Young Woman with a Ring-shaped Cake. Engraving after Giovanni Battista Piazzetta. 43.3 x 34.4 cm. Ravà 269; Mariuz 89; Chiari Moretto Wiel 147. Watermark: Crescent moon with the letter F.

Marco Alvise Pitteri worked all his life in his native Venice, where from about the 1720s he was one of the main producers of prints inspired by the works of his master and close friend, Giovanni Battista Piazzetta. He gained special recognition for a series of fifteen large-sized portraits of the Apostles, God the Father and Christ and Mary, applying for a privilege to publish them in 1742. In addition to reproductive engravings after Piazzetta, Pitteri produced other high-quality, technically sophisticated reproductive prints after Pietro Longhi, Giovanni Battista Tiepolo, Jusepe de Ribera and others.

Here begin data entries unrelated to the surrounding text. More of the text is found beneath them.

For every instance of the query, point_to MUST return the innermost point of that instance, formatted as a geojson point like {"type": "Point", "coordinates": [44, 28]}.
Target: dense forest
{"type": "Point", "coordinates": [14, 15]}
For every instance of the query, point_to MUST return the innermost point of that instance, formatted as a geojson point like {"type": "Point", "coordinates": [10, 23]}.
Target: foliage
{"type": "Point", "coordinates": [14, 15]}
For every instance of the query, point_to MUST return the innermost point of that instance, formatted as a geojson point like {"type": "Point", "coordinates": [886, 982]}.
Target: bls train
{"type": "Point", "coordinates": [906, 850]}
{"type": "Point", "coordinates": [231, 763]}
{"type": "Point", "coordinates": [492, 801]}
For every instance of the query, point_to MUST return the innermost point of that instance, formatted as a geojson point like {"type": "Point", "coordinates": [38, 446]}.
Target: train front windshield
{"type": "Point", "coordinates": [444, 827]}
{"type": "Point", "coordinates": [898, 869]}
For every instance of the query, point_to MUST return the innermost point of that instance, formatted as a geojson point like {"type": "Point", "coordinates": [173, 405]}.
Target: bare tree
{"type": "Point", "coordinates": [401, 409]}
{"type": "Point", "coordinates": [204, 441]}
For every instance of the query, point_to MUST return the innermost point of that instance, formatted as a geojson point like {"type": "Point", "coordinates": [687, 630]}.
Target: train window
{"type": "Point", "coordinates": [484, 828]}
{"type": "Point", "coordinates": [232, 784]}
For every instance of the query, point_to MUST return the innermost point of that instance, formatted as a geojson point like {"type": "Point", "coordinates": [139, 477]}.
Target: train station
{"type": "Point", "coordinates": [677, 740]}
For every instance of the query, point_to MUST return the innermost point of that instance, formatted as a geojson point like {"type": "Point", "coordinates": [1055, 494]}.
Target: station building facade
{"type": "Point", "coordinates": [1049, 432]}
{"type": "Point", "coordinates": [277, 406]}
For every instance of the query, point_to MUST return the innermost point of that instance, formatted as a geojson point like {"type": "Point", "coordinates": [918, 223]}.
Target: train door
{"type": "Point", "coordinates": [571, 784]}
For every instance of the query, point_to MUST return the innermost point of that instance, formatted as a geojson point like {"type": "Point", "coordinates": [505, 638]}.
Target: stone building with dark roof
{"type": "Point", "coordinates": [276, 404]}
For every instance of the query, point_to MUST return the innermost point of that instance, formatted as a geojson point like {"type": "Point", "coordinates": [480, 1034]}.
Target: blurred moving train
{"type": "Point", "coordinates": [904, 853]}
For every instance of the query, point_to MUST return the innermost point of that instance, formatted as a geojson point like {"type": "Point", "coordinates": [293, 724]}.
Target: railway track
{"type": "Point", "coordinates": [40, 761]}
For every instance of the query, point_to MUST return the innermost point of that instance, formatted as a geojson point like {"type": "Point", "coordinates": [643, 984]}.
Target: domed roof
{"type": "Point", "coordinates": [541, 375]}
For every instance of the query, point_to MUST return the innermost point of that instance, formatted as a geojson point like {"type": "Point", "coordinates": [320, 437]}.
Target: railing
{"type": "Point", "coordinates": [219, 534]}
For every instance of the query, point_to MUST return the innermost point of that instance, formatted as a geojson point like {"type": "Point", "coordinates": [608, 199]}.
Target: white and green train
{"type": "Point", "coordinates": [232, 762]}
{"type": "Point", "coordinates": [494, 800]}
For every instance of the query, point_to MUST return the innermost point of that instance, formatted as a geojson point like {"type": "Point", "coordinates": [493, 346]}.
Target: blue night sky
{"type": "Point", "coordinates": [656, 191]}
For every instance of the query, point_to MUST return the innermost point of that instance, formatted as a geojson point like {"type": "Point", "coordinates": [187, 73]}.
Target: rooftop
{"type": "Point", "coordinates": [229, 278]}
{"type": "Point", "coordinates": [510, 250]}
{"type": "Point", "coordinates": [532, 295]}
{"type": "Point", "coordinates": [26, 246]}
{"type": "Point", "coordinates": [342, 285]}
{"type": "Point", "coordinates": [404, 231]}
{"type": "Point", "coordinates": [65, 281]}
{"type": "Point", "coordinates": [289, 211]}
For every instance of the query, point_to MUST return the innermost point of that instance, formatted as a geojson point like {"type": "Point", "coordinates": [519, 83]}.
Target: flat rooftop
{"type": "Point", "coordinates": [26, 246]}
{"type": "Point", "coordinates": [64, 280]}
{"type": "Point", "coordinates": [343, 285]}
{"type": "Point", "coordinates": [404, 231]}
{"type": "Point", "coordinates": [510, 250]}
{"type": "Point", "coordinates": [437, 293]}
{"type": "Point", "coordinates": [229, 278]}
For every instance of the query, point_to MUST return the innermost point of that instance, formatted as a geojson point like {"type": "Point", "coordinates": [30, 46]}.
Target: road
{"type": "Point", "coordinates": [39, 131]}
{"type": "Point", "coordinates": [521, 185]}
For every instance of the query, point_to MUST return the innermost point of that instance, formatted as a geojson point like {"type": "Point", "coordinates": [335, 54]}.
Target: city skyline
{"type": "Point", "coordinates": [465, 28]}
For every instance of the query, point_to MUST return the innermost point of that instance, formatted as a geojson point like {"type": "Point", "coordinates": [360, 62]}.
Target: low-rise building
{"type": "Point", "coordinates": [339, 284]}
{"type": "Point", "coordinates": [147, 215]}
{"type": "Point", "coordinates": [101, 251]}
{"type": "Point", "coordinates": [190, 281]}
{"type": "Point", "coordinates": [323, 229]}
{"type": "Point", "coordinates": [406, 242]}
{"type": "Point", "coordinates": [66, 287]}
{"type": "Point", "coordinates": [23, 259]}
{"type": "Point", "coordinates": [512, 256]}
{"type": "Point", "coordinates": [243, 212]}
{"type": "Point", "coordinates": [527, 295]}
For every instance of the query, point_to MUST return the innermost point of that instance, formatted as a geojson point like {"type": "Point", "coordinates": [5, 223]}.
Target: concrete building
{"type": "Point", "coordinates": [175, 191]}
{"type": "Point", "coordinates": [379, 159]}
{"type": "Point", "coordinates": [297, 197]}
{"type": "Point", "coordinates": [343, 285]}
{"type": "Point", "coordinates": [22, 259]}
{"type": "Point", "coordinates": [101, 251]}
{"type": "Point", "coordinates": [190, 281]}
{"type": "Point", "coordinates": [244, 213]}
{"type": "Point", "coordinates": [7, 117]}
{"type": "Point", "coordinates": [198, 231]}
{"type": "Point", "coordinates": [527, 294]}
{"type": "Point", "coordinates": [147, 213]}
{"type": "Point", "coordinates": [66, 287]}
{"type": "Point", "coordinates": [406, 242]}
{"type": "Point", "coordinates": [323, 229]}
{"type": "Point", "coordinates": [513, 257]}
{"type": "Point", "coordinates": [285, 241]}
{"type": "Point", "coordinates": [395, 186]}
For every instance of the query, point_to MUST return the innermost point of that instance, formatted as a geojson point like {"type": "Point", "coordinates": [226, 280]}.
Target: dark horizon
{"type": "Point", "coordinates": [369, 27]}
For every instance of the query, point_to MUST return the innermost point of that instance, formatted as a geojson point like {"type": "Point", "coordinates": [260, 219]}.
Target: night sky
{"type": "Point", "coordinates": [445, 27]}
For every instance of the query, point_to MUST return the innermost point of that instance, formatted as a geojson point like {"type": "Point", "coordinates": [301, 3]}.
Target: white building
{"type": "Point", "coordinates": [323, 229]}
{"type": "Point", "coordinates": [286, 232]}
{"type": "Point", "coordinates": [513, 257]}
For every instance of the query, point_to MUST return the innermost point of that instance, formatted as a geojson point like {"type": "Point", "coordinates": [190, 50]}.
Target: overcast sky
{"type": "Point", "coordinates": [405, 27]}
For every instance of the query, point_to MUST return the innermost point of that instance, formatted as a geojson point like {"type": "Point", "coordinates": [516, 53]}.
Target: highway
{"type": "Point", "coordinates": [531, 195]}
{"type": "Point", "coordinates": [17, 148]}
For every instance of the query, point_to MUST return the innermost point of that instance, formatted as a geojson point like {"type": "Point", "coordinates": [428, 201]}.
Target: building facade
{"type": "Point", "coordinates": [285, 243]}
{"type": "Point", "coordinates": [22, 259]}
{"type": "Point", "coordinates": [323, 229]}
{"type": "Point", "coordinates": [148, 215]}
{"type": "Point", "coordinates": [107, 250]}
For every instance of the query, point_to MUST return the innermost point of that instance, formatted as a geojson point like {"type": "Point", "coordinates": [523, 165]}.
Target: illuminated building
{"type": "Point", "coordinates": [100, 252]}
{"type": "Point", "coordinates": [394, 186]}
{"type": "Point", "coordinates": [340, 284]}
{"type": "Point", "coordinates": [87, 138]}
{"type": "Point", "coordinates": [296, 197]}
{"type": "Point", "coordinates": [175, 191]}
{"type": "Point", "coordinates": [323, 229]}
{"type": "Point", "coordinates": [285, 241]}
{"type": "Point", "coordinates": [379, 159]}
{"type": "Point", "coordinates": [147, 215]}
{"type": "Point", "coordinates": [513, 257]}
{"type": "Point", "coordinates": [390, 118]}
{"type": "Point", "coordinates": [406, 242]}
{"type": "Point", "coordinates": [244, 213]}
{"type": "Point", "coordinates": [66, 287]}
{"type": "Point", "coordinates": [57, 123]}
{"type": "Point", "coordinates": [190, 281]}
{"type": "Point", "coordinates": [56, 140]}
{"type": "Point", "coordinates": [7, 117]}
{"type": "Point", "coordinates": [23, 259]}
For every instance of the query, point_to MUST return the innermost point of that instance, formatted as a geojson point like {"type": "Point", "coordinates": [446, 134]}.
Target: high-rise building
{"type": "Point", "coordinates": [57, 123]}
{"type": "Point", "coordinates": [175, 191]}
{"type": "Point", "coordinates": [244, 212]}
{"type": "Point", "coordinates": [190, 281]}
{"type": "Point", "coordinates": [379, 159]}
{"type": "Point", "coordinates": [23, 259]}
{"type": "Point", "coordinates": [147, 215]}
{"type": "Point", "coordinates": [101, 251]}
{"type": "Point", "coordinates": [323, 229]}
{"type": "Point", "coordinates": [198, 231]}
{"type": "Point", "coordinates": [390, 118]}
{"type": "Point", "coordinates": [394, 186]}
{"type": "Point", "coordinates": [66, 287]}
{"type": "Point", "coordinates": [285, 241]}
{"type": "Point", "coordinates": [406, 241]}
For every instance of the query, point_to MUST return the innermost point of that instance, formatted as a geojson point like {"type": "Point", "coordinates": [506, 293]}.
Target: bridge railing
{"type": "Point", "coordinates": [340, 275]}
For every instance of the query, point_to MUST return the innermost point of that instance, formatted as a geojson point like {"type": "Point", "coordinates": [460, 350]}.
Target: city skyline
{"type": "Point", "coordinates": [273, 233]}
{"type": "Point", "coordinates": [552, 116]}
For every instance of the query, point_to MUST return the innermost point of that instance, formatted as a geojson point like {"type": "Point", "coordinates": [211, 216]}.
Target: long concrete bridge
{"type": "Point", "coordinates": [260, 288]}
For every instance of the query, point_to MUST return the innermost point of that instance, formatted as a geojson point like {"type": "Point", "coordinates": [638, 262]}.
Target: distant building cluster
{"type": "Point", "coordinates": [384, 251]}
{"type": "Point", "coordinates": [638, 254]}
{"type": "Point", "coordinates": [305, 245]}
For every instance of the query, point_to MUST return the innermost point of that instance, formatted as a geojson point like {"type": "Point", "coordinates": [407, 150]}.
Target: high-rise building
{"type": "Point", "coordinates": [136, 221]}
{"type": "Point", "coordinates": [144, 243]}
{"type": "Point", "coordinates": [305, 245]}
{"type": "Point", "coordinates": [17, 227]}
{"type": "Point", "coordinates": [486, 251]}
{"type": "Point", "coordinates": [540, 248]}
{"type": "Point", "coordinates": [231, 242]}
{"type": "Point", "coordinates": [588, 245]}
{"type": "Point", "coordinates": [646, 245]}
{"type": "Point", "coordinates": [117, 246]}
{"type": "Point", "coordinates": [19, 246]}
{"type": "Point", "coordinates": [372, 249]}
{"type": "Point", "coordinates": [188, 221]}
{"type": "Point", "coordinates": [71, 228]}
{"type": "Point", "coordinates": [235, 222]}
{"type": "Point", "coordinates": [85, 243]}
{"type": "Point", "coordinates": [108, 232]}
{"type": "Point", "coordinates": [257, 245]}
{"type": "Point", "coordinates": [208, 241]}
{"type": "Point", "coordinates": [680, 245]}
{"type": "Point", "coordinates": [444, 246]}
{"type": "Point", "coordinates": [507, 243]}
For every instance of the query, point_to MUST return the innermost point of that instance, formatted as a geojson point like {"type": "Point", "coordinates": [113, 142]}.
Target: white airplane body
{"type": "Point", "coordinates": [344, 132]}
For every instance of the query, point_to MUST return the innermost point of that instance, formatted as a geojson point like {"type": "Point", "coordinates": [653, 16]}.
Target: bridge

The artist developed a very distinct method of working which involved using rising and subsiding parallel lines of varying thickness which merge to form fine, grid-like patterns, thereby frequently achieving what is known as the Moiré effect. Nagler says that Pitteri “[produced] a significant number of prints in this unorthodox manner which were received with great applause and subsequently emulated”. The same is true of this eloquent depiction of a young woman offering the viewer a ring-shaped cake, a so-called Ciambella. Seen from a distance the picture almost seems to flicker.

A delightful impression, it reproduces a small painting by Piazzetta which, together with its companion piece Boy with a Lemon, is now in the collection of the Wadsworth Atheneum in Hartford, Connecticut (inv. 1997.22.1 and 1944.34). Two chalk studies for the paintings are in the Kupferstichkabinett in Berlin (inv. no. 5874) and the Pierpont Morgan Library in New York respectively (Mariuz, 1982, p. 132, D 19). The depictions of the boy and girl holding culinary delicacies, both of which have been re-engraved by Pitteri, can be interpreted as erotic allusions. The young Venetian girl proffers the tempting ring cake to the viewer with a cheerful, mischievous look on her face. The engraving is extremely rare, only a few impressions having survived. A very fine, velvety impression with full, unusually wide margins that are slightly foxed and have minor condition problems; the overall impression, is excellent, however.